AI discrimination test builder
If an AI system makes or informs a decision about a person — who gets hired, what price they pay, whether their content is removed — you have a legal and ethical duty to check that it is not treating protected groups differently. The cleanest way to detect that is paired testing: send the model two requests that are identical in every respect except a single protected attribute, then see whether the outputs diverge. This tool builds those matched prompt sets for you.
How it works
You paste your real decision prompt and pick the protected characteristics you want to probe — gender, race, age, disability, religion, pregnancy, or name-based proxy signals. For each characteristic the builder produces a set of otherwise-identical variant prompts that change only that one attribute and explicitly hold all other qualifications constant. It then assembles a runnable test harness with the recommended method: run each prompt at least twenty times, record the outcome, compute the positive-outcome rate per group, and apply the four-fifths rule to flag adverse impact.

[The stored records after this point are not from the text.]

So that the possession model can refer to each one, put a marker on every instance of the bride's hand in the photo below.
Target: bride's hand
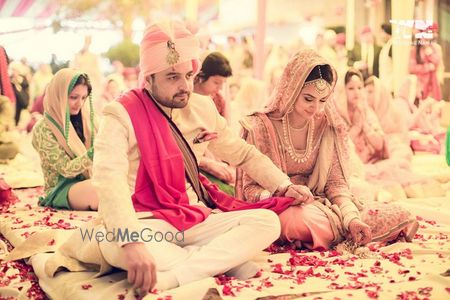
(302, 194)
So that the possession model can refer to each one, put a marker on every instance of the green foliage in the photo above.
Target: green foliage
(126, 51)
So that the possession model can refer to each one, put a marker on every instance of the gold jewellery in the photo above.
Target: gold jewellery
(288, 139)
(320, 84)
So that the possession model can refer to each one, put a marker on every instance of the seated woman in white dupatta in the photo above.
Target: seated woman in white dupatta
(64, 139)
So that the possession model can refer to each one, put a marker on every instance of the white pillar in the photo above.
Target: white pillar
(429, 10)
(350, 25)
(191, 7)
(402, 20)
(259, 55)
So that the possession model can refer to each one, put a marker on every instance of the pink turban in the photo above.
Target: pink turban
(165, 45)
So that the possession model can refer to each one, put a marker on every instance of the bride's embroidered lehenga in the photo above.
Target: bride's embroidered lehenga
(322, 166)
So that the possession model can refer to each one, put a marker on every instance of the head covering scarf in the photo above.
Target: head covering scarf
(5, 83)
(164, 45)
(282, 100)
(389, 115)
(57, 113)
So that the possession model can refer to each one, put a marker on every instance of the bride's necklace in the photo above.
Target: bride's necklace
(288, 139)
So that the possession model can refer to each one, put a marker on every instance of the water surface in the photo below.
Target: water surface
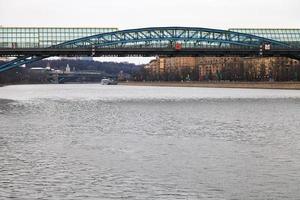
(126, 142)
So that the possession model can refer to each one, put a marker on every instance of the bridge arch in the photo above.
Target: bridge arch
(158, 37)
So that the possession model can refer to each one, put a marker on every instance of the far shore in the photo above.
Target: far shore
(250, 85)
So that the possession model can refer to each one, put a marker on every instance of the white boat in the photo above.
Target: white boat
(108, 81)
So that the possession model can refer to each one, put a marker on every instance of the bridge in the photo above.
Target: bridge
(159, 41)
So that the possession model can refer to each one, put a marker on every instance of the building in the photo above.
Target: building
(290, 36)
(231, 68)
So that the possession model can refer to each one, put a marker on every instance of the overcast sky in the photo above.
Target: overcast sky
(125, 14)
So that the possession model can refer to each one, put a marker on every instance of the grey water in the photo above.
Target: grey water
(125, 142)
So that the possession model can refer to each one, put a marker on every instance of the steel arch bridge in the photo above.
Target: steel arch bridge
(168, 41)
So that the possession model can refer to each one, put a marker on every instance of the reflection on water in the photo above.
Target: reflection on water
(121, 142)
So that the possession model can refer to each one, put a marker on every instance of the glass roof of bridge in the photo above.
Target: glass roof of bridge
(283, 35)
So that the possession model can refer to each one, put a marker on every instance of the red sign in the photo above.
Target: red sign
(178, 46)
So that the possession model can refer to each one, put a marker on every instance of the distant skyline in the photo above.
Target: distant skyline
(125, 14)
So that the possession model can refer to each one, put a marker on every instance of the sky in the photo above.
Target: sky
(126, 14)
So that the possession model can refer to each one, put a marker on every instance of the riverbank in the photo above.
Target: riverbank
(250, 85)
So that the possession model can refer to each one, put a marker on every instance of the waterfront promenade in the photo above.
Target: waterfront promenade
(250, 85)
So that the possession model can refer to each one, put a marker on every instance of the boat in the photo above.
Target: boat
(108, 81)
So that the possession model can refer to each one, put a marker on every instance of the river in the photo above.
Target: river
(133, 142)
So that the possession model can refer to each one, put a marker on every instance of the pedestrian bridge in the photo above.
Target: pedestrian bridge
(159, 41)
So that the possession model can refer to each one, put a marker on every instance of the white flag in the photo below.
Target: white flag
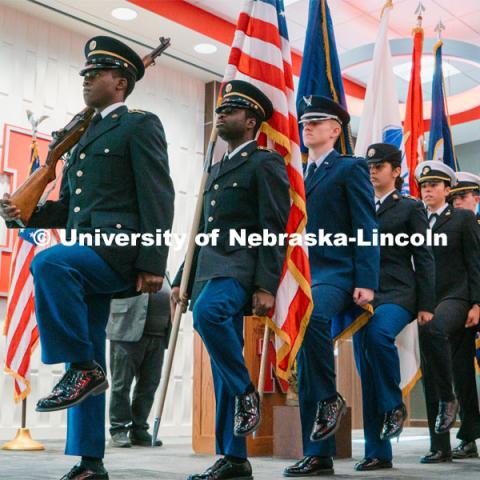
(381, 121)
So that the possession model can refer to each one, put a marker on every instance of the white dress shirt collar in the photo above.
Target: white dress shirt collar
(381, 200)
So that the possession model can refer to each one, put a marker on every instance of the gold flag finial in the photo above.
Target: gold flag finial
(388, 4)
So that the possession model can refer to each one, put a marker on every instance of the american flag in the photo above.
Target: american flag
(261, 55)
(20, 325)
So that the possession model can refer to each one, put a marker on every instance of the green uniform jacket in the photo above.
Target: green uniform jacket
(250, 191)
(117, 180)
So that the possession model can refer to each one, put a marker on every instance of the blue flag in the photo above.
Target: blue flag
(440, 144)
(321, 74)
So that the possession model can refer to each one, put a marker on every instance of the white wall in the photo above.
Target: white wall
(39, 64)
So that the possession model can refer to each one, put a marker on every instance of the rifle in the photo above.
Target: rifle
(27, 196)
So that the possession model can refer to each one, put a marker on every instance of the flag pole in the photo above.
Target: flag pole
(23, 441)
(183, 287)
(263, 367)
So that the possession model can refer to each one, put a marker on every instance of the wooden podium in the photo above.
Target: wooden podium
(203, 438)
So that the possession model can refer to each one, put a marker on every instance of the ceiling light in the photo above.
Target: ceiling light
(123, 13)
(205, 48)
(428, 67)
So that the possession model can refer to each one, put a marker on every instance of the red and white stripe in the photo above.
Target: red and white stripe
(261, 56)
(21, 326)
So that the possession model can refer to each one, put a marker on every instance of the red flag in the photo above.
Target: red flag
(261, 55)
(413, 127)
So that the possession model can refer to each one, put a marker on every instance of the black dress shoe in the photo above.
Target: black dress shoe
(247, 414)
(224, 469)
(327, 420)
(372, 464)
(447, 414)
(79, 472)
(465, 450)
(393, 423)
(120, 440)
(437, 457)
(74, 387)
(143, 439)
(310, 467)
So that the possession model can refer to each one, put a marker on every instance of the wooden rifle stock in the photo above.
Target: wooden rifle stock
(27, 196)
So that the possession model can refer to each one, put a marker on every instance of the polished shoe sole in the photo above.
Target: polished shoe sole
(98, 390)
(233, 478)
(246, 434)
(119, 445)
(341, 414)
(327, 471)
(371, 469)
(391, 437)
(443, 460)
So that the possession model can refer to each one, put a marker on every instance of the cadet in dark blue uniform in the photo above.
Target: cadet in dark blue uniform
(339, 200)
(457, 288)
(116, 180)
(248, 190)
(466, 194)
(406, 292)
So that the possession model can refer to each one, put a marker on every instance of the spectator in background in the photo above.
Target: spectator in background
(138, 330)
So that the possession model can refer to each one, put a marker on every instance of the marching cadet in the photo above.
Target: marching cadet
(466, 194)
(248, 190)
(339, 200)
(457, 286)
(406, 292)
(116, 180)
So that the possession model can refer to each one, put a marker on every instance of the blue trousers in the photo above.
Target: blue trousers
(378, 364)
(316, 364)
(218, 318)
(73, 289)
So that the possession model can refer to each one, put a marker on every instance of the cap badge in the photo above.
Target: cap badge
(308, 100)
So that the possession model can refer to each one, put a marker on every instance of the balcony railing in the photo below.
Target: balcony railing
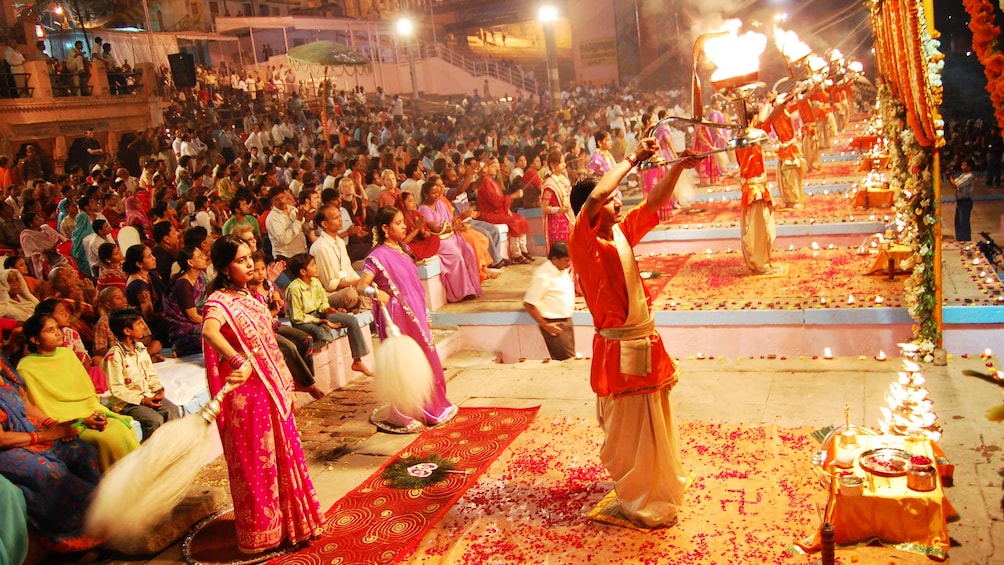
(126, 82)
(15, 85)
(70, 84)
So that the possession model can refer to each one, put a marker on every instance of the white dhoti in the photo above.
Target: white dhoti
(757, 228)
(642, 455)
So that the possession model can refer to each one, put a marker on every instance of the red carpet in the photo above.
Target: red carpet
(754, 495)
(715, 281)
(821, 208)
(379, 524)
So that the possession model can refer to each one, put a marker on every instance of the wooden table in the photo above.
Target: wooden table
(889, 258)
(873, 198)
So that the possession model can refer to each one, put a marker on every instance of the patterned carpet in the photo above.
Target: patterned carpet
(375, 523)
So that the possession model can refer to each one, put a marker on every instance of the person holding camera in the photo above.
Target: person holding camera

How to apply the four-fifths rule
After running the test harness, you will have an outcome count per group. The four-fifths (or 80%) rule says: if the selection rate for any group is less than 80% of the rate for the highest-scoring group, that gap is treated as evidence of adverse impact and triggers a duty to investigate.
For example: if the AI shortlists 60% of applications from Group A and 45% from Group B, Group B’s rate is 75% of Group A’s (45 ÷ 60 = 0.75). This is below the 0.80 threshold and would flag in a US EEOC analysis. The four-fifths rule is a screening signal, not legal proof — but it tells you where to look and provides documentation that you looked.
Why name proxies matter most
The most common source of real-world AI bias in hiring and credit decisions is not explicit attributes (models are often trained to ignore explicit race or gender fields) but proxy signals: names, postcodes, school names, and gaps in employment history. A model that never sees the word “race” can still learn that certain name patterns predict outcomes, and that learning reproduces exactly the same discrimination by a different route.
The builder produces test pairs that vary name patterns associated with different demographic groups while holding all other qualifications fixed. This is where the most diagnostic signal tends to appear.
Intersectional testing
Protected characteristics often interact. A candidate who is both female and over 55 may face discrimination that neither single-axis test would reveal. After completing single-characteristic tests, consider running a small intersectional set — for example, combining gender with age — to check that the combination does not produce a disparate outcome that the individual tests missed.
Tips and notes
- Test name proxies, not just explicit attributes. Models often infer ethnicity or gender from a name even when you never state it — that is where real-world bias hides.
- Volume matters. A single generation is noise. Aggregate over many runs at a fixed temperature so you are measuring the model, not luck.
- A passing test is not a clean bill of health. Paired testing catches first-order disparities; it cannot catch intersectional or context-dependent bias. Treat it as one layer of a broader fairness audit.